A
estrutura de metal e vidro, dita “marquise”, que Ronaldo mandou
implantar por cima da sua penthouse, no topo do edifício de 13
andares, em Lisboa, projectado pelos arquitectos José Mateus e Nuno Mateus,
tornou-se imediatamente matéria para discursos jocosos, mas é um assunto muito
sério. Só começa no entanto a ser sério se deslocarmos a questão da riqueza e
do desejo de luxo ostentado por Ronaldo (coisa, aliás, bastante inocente) para
o estetismo — a anestesia da arquitectura — e a exacerbação autoral de quem
desenhou o edifício.
Não
falarei do edifício em si, da sala de cinema, do spa, do hall de
entrada, das piscinas, dos puxadores das portas, dos corrimãos, do primor de
todos os pormenores, dos quais José Mateus falou com o orgulho de mestre de uma
bela obra que recita aos que têm o privilégio de aceder ao interior: “Vejam
como sou belo e requintado”. Exclusivo for the few. O problema
começa aqui e, como é óbvio, não se limita à Rua Castilho, 203, nem ao atelier
de arquitectos ARX. Até seria injusto tomá-lo como exemplo se não fossem as
palavras cândidas dos próprios arquitectos, para quem o pecado, que dantes
morava ao lado, se veio instalar mesmo por cima. Uma “conspurcação ignóbil da
nossa arquitectura”, disseram eles. Certamente com razão.
Mas
há uma outra razão que devia estar acima dessa. E essa serve não para
interpelar os donos dos apartamentos, mas os arquitectos, urbanistas,
vereadores e presidentes que nos espoliam a cidade que é de todos nós. Ouvindo
as reacções de José Mateus à vilipendiada “marquise” que veio
“atropelar” a “cultura” e as “autorias”, até parece ele que vive num empíreo e
que só tem de responder perante quem lhe encomendou a obra e em nome de uma
razão estética, de uma abstracta beleza. Ora, embora isso seja uma regra a que
já estamos habituados, há momentos como este em que apetece dizer que essa
regra é um atropelo ignóbil ao nosso direito à cidade. Os arquitectos daquele edifício
sabem seguramente o que significa a verticalização da arquitectura, a
transformação do skyline da cidade para oferecer a uns poucos
“um conceito único de exclusividade” (como se diz no site do
edifício). Entre essas exclusividades, está a paisagem, da qual este e muitos
outros edifícios como este se apoderam.
Se
lermos a descrição do edifício, percebemos que ele foi concebido segundo o
modelo urbano a que os urbanistas americanos chamam gated comunities,
isto é, comunidades fechadas, completamente separadas da cidade, sem alimentar
a vida que lhe corre nas veias, de onde esta se oferece apenas como uma vista
panorâmica. As gated communities que se formam nos bairros
mais ricos das cidades são “privatopias”, isto é, espaços utópicos privados,
para utilizarmos um conceito introduzido por um estudioso americano de política
urbana, Evan McKenzie. São atentados à cidade. Os arquitectos têm todo o
direito de reivindicar a sua liberdade autoral, mas na medida em que conformam
a nossa cidade e determinam o seu destino, eles não podem sentir que só têm de
responder à razão estética e à exigência dos clientes que de um modo geral não
coincide com a nosso direito a uma cidade habitável e mais produtora de uma
cultura que animou o “espírito” das grandes cidades. O “atropelo estético”

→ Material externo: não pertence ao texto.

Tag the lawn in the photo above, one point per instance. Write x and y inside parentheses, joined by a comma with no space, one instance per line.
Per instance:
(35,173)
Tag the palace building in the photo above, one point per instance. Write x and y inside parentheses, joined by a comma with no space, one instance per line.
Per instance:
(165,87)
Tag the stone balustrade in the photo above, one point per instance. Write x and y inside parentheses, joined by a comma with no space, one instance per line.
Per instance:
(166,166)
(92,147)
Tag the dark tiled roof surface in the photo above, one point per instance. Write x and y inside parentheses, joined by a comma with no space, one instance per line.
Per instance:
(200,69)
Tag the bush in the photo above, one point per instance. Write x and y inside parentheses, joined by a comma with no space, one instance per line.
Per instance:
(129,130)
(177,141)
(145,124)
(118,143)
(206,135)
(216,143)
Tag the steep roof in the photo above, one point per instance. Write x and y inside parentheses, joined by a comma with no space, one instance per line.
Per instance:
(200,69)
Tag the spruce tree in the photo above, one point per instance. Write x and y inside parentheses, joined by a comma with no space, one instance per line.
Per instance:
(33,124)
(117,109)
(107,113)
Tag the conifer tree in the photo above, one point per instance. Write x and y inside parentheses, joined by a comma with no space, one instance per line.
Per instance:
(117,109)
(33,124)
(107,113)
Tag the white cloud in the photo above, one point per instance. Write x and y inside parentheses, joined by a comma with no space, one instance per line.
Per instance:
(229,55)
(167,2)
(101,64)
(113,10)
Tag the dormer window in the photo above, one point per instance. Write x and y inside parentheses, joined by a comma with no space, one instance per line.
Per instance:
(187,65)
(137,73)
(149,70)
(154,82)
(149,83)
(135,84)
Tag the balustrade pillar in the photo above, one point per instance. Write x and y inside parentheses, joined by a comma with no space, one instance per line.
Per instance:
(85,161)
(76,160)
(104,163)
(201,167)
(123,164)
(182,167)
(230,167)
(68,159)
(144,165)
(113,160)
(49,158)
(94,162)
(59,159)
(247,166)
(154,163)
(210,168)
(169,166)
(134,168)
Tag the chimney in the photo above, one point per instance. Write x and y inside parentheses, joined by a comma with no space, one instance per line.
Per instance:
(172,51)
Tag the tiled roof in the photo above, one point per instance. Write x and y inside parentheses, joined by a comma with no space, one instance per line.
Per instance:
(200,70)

perpetrado no topo do belo edifício desenhado por José e Nuno Mateus é um crime
menoríssimo quando comparado com a arquitectura anestesiante que desconhece
completamente a responsabilidade profissional de um arquitecto, a questão ética
que lhe é inerente. Este vínculo não é de agora, vem de Vitrúvio. A bienal de
arquitectura de Veneza, no ano 2000, tinha como título Less Aesthetics,
More Ethics. Esta questão da ética da arquitectura não é certamente dos
temas mais frequentes e sempre que surge provoca polémica. O grande historiador
de arte italiano Salvatore Settis, que chegou a ocupar um cargo oficial
relacionado com o património, defendeu há alguns anos que se devia consagrar na
Constituição dos países o direito à paisagem. E, por entender que os
arquitectos deviam estar deontologicamente obrigados a defendê-la, propôs, em
jeito de provocação (bastante polémica, aliás) que eles deveriam fazer um
“juramento de Vitrúvio”, por analogia com o “juramente de Hipócrates” a que os
médicos estão obrigados. Tal como um médico não pode matar o doente, o
arquitecto não deve matar a paisagem nem deve contribuir para saquear a cidade.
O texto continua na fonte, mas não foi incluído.